6. Februar: Internationaler Kampftag der Hafenarbeiter gegen Waffenlieferungen

Hafenarbeiter arbeiten nicht für den Krieg, 6. Februar internationaler Kampftag

Statement der USB Unione Sindicale Di Base, 30.01.2026

Mit der Online-Konferenz vom 27. Januar haben die fünf Gewerkschaftsorganisationen, die die Hafenarbeiter vertreten, Enedep aus Griechenland, Lab aus dem Baskenland, Liman-Is aus der Türkei, ODT aus Marokko und USB Lavoro Privato aus Italien, den Kampftag der Hafenarbeiter am 6. Februar unter dem Motto „Hafenarbeiter arbeiten nicht für den Krieg” bestätigt.

Der Protest wird in 21 der größten und wichtigsten europäischen und mediterranen Häfen wie Bilbao, Tanger, Piräus, Mersin, Genua, Livorno, Triest, Ancona und Civitavecchia und anderen stattfinden. In den letzten Tagen haben sich auch Arbeiter der Häfen von Hamburg und Bremen angeschlossen, und auch in den Vereinigten Staaten werden in verschiedenen Hafenstädten Mobilisierungen und Initiativen organisiert. Eine gemeinsame und koordinierte Aktion, wie es sie seit Jahrzehnten nicht mehr gegeben hat, an der sich Solidaritätsbewegungen und -verbände beteiligen. Nächste Woche werden wir einen vollständigen Überblick über die Initiativen veröffentlichen, die am 6. Februar weltweit stattfinden werden.

Die Hafenarbeiter senden ein starkes Signal der internationalen Solidarität gegen die Militarisierung der Häfen, den immer noch andauernden Völkermord in Palästina, den Waffenhandel und den Wettlauf zum Krieg, den wir derzeit erleben.
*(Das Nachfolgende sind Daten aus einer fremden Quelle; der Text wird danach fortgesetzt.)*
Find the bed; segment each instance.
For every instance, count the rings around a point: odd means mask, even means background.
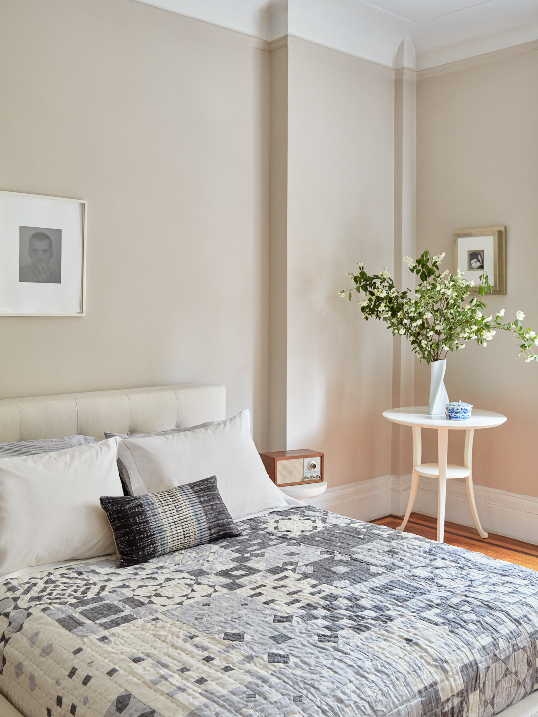
[[[225,414],[222,386],[8,399],[0,441]],[[538,573],[308,505],[236,525],[0,581],[0,715],[538,715]]]

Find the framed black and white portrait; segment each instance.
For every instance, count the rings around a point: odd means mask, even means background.
[[[454,232],[454,266],[478,290],[486,272],[494,294],[506,293],[506,227],[479,227]]]
[[[85,228],[85,201],[0,191],[0,315],[84,315]]]

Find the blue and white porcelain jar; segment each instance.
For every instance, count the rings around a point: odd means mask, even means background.
[[[453,401],[452,403],[446,404],[446,417],[452,421],[466,421],[471,418],[472,408],[472,404]]]

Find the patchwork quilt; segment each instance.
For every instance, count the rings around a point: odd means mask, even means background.
[[[311,506],[0,584],[27,717],[490,717],[538,687],[538,572]]]

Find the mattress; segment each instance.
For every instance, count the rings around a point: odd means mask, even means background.
[[[490,717],[538,687],[538,573],[311,506],[0,584],[27,717]]]

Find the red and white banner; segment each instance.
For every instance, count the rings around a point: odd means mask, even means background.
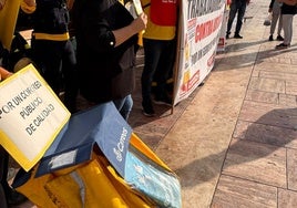
[[[174,105],[188,97],[214,66],[226,0],[182,1]]]

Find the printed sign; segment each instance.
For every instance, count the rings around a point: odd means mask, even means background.
[[[70,118],[32,64],[0,83],[0,144],[29,170]]]

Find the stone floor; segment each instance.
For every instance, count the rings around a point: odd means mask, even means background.
[[[129,123],[178,175],[183,208],[297,207],[297,33],[275,50],[268,3],[252,1],[244,39],[229,39],[204,85],[174,108],[143,116],[137,79]]]

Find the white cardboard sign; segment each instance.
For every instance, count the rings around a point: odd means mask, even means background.
[[[0,83],[0,144],[29,170],[70,118],[32,64]]]

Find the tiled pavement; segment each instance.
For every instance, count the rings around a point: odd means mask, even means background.
[[[143,116],[137,79],[129,122],[178,175],[183,208],[297,207],[297,20],[291,48],[275,50],[267,7],[252,1],[244,39],[229,39],[204,85],[174,108]]]
[[[275,50],[267,7],[252,1],[244,39],[172,115],[145,118],[134,96],[131,124],[178,175],[184,208],[297,207],[297,20],[291,48]]]

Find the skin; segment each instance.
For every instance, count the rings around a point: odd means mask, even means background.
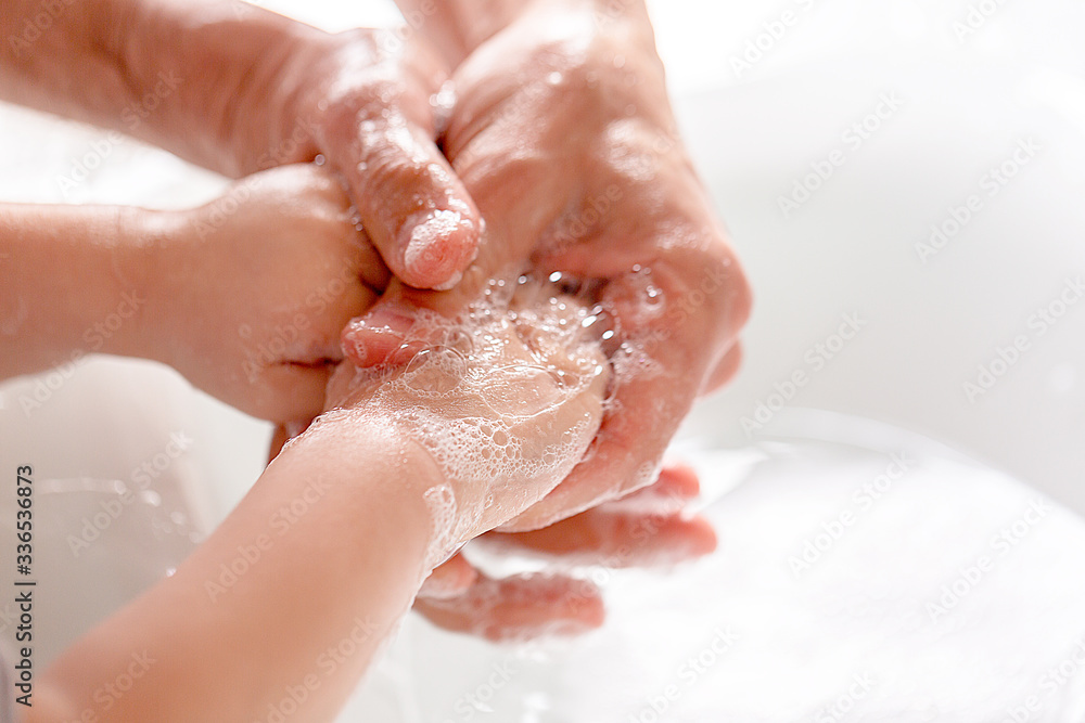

Ein starkes Signal gegen den Imperialismus und die Verletzung des Völkerrechts und zur Verteidigung der Selbstbestimmung der Völker.

Im Mittelpunkt des Protests stehen die Arbeitsbedingungen der Arbeitnehmer. Die Kriegswirtschaft hat bereits unsere Löhne gekürzt, unsere Rechte ausgehöhlt und wichtige öffentliche Dienstleistungen zerstört. Die Verlagerung wirtschaftlicher Ressourcen auf Rüstung und Kriegsindustrie wirkt sich direkt auf die Löhne und Arbeitsbedingungen aus, verlängert die Arbeitszeiten und erschwert die Möglichkeit, unsere Arbeit als schwere Arbeit für die Renten anzuerkennen.

Am 6. Februar ist außerdem der Tag der Eröffnung der Olympischen Winterspiele in Mailand und Cortina. Die Anwesenheit der faschistischen Miliz der ICE ist ein provokatives Signal, das wir für inakzeptabel halten. Aus diesem Grund werden wir aus Solidarität mit der Bevölkerung von Minnesota und anderen Bundesstaaten, die gegen Abschiebungen und Tötungen protestieren, in Mailand sein und gemeinsam mit Chris Smalls, dem Gründer der unabhängigen Gewerkschaft bei Amazon in den USA, ab 14.30 Uhr auf der Piazza Gaza „ICE OUT” rufen.